Mandatory Health Safety Qualification Needed For Farm Workers Claims Expert
Thursday, 10 November 2011
Mandatory training is needed to give more legal protection to staff and employers working in the UK's agriculture industry, according to health and safety experts.
The campaign is being spearheaded by business support consultancy, ELAS, which specialises in advising SMEs on employment law and health and safety.
It aims to address the industry's high rates of major injury and fatality in the workplace, and the number of lawsuits brought against employers, by introducing a proof of competence card scheme.
Wayne Dunning, head of health and safety at ELAS, said: "At present, anyone who employs staff to work in agriculture has a duty of care and must provide the relevant training or they could find themselves at the centre of a lawsuit should an employee be injured at work.
"However, there isn't any clear-cut official guidance for agricultural businesses on how to provide a 'duty of care' to their workers, so most are at serious financial risk if the worst happens.
"What is needed is a period of mandatory training - which could be as little as half a day - covering topics such as working with animals, manual handling, emergency procedures, dealing with chemicals/hazardous substances and operating farm equipment."
Under ELAS's proposals, once a member of staff had been given the health and safety training course they would be given a proof of competence card which would be nationally recognised and transferrable qualification.
Mr Dunning added: "There are so many different types of hazard, from handling pesticides to operating machinery, it is difficult and costly to provide appropriate training to cover every area of risk to every single employee.

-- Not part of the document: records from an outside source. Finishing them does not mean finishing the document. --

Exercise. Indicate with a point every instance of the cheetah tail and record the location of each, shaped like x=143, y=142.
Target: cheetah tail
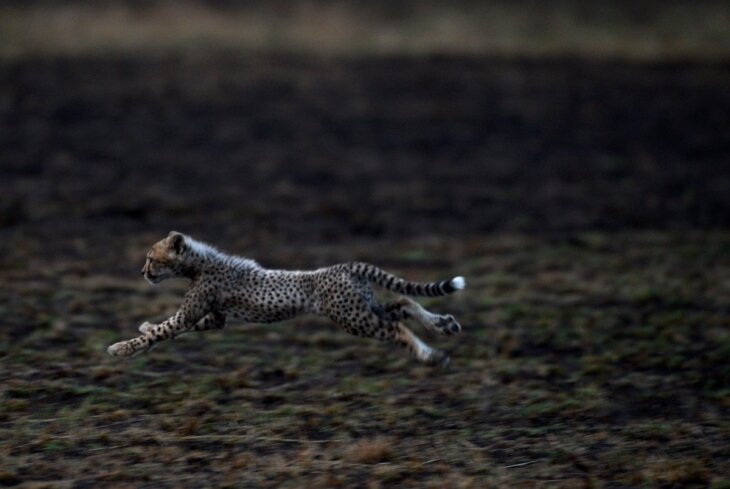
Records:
x=401, y=286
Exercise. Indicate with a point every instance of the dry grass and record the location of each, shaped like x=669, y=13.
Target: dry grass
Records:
x=495, y=28
x=370, y=451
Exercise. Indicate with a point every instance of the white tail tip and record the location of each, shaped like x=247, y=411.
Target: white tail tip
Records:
x=458, y=283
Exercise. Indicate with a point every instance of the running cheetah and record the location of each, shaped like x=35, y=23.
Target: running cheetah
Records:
x=230, y=286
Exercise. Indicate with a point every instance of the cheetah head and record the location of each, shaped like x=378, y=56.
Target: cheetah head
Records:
x=166, y=259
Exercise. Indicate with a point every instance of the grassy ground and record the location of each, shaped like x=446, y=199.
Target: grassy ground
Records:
x=599, y=360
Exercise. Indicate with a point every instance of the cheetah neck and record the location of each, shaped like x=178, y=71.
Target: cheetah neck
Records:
x=202, y=256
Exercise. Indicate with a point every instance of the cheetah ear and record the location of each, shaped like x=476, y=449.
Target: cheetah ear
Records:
x=177, y=241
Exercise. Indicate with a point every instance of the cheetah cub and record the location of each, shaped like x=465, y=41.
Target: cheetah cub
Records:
x=229, y=286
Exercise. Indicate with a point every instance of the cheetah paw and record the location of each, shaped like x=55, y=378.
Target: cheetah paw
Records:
x=448, y=325
x=146, y=327
x=123, y=349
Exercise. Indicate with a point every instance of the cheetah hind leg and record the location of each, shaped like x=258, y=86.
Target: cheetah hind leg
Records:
x=406, y=308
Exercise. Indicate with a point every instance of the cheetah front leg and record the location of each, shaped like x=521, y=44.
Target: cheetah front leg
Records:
x=194, y=308
x=212, y=320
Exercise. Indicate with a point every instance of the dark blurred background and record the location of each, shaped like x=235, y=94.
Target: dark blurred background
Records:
x=570, y=159
x=341, y=120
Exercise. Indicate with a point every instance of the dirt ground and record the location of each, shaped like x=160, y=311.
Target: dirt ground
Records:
x=586, y=203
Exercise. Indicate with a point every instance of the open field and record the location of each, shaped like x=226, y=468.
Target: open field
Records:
x=585, y=203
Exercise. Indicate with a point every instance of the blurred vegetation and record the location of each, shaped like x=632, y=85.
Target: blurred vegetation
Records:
x=644, y=30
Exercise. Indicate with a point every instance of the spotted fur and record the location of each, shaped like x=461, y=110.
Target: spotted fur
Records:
x=225, y=286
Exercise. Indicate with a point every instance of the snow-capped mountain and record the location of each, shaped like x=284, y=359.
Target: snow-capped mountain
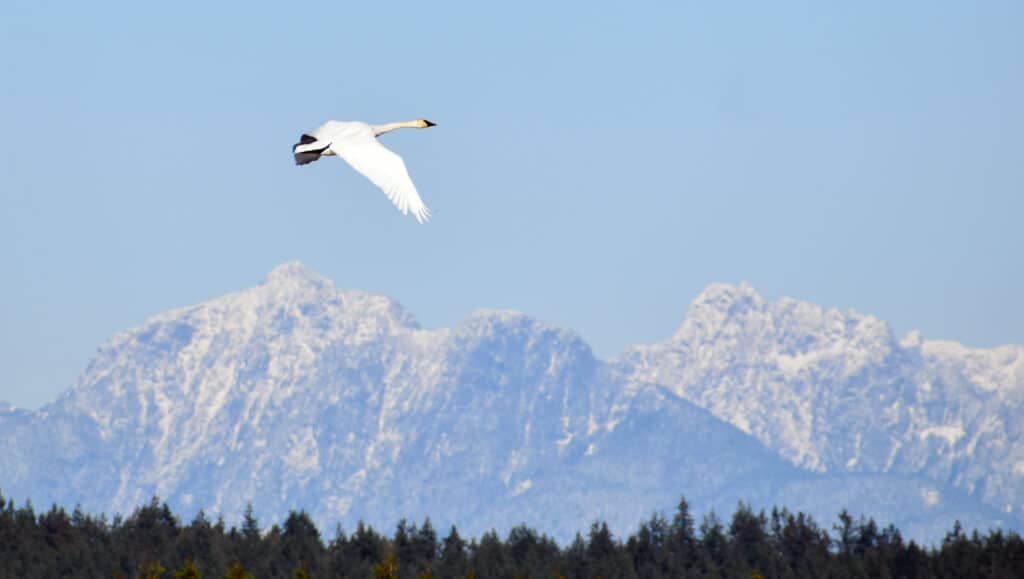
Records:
x=838, y=393
x=297, y=395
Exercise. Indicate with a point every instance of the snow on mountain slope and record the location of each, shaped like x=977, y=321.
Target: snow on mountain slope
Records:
x=838, y=393
x=297, y=395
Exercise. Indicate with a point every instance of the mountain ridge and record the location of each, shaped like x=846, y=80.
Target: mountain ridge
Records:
x=296, y=394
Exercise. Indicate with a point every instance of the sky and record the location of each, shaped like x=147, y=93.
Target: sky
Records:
x=595, y=164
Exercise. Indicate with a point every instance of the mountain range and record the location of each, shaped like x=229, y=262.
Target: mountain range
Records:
x=298, y=395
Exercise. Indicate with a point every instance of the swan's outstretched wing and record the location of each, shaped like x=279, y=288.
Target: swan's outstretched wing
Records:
x=384, y=169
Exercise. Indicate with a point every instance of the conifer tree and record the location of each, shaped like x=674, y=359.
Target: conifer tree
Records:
x=187, y=571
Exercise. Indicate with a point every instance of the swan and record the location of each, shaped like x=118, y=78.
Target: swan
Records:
x=356, y=142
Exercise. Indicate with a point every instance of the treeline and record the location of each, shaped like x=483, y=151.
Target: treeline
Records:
x=154, y=542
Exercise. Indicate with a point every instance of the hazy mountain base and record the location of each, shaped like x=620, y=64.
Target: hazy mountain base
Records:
x=294, y=395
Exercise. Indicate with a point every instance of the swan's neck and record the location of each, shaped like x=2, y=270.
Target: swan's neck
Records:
x=381, y=129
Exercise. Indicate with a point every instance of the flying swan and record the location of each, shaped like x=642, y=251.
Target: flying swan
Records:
x=356, y=143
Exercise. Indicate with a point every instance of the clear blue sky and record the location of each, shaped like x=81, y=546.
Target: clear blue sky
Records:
x=595, y=166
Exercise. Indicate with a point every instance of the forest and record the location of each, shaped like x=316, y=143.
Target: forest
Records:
x=154, y=542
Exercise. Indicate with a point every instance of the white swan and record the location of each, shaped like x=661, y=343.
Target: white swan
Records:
x=356, y=143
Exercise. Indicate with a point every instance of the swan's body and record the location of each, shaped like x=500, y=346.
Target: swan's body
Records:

"In the event of an incident, employers need to be able to prove that the relevant training has actually been given and unfortunately, without a clear record of this taking place, it's very difficult to prove that it has, leaving them liable to legal action.
"We believe that a proof of competence card system - which has been in use in other high risk industries like construction for years and is valid for a number of years - would offer a cost-effective solution.
"Training would be provided on-site and could be delivered to groups of up to 15 people at once, enabling neighbouring businesses to share the cost of delivering the training."
Agriculture currently has one of the highest rates of fatal and major injury in the workplace, with a rate of 242 major injuries per 100 000 employees.
To kick start the campaign, ELAS has devised a half day training course for businesses working in agriculture. For more information, call 08450 50 40 60.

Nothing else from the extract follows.